Reproducibility and Usage

  • Python setup (recommended):
    • python3 -m venv .venv && source .venv/bin/activate && pip install -r requirements.txt
  • Rust build (entire workspace):
    • cargo clean && cargo build --workspace --release
  • Smoke workflow:
    • nextflow run workflows/smoke.nf
    • If Python Classical ML tasks fail due to deps: re-run with -resume after installing requirements.

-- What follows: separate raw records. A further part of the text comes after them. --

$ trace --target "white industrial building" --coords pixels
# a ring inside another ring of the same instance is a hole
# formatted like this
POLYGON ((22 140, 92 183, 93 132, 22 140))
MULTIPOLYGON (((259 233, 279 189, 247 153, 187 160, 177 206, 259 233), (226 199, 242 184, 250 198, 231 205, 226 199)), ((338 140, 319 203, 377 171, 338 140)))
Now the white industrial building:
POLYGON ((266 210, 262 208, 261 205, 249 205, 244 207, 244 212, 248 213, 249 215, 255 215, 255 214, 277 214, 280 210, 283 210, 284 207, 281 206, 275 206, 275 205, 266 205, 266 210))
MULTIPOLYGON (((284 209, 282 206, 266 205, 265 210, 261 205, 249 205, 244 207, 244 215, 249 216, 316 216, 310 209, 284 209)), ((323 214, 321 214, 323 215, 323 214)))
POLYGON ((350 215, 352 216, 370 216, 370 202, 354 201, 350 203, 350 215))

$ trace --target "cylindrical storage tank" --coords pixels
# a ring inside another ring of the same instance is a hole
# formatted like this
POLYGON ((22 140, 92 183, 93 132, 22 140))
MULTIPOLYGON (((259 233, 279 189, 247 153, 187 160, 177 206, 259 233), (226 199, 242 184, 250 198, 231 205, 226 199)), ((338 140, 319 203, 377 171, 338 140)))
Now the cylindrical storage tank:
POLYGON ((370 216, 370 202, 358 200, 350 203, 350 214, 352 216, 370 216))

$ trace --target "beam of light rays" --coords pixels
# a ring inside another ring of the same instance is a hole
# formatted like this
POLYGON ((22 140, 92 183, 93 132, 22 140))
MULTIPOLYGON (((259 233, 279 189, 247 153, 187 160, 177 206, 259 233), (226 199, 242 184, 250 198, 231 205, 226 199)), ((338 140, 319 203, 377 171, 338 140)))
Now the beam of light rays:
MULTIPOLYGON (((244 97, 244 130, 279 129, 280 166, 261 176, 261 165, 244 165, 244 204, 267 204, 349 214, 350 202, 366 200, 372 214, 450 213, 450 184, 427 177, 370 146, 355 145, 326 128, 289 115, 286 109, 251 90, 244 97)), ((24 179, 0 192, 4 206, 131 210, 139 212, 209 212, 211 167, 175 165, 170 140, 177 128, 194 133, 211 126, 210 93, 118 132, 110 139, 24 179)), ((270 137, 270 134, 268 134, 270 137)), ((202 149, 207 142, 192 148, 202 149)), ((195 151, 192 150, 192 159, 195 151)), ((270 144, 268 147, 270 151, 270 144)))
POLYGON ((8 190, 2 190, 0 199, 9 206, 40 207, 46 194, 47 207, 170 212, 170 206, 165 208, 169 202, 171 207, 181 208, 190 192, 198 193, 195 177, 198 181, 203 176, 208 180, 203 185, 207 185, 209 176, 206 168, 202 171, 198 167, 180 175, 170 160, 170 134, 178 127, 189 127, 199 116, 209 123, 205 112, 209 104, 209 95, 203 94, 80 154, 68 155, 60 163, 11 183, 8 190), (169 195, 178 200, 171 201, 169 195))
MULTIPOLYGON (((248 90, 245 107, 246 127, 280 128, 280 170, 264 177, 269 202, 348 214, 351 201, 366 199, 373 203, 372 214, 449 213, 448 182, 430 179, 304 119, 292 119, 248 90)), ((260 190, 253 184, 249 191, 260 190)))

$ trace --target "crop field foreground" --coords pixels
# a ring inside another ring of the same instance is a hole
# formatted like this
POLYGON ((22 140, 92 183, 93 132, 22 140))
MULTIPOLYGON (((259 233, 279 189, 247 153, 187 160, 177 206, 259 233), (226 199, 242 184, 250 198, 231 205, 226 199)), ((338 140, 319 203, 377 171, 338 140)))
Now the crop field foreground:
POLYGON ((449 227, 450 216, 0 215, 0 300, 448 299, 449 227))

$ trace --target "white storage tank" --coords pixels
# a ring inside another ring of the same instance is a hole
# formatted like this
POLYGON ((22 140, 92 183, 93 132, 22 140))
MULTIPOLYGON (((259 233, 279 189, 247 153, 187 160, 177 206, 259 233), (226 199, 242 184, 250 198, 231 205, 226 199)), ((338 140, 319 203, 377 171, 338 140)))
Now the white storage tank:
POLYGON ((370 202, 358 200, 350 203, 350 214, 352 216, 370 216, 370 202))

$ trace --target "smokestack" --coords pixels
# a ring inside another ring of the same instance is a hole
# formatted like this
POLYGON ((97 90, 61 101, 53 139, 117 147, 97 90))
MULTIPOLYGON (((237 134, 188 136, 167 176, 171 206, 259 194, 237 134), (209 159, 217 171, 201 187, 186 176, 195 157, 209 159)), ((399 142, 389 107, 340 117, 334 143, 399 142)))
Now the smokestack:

Known Limitations and Improvements

  • Add pytest-based smoke tests that execute a minimal run per category and validate JSON schema outputs.
  • Tighten Rust metric calculations where simplified (e.g., some percentiles/aggregation) and add unit tests for metric helpers.
  • Provide a small Nextflow profile for local E2E runs and ensure container/local profiles are clearly documented.
  • Consider promoting Rust LLM crates into the workspace once they reach the same fidelity as other domains.

Conclusion

  • The project is in strong shape: Rust workspace builds clean, and the smoke workflow is green across CNN, LLM, RL, and RNN, with a clear remediation path for Python Classical ML via venv + requirements installation.
  • Documentation is aligned (USERGUIDE.md, README.md, SPECS.md) and contains actionable guidance for users to reproduce results.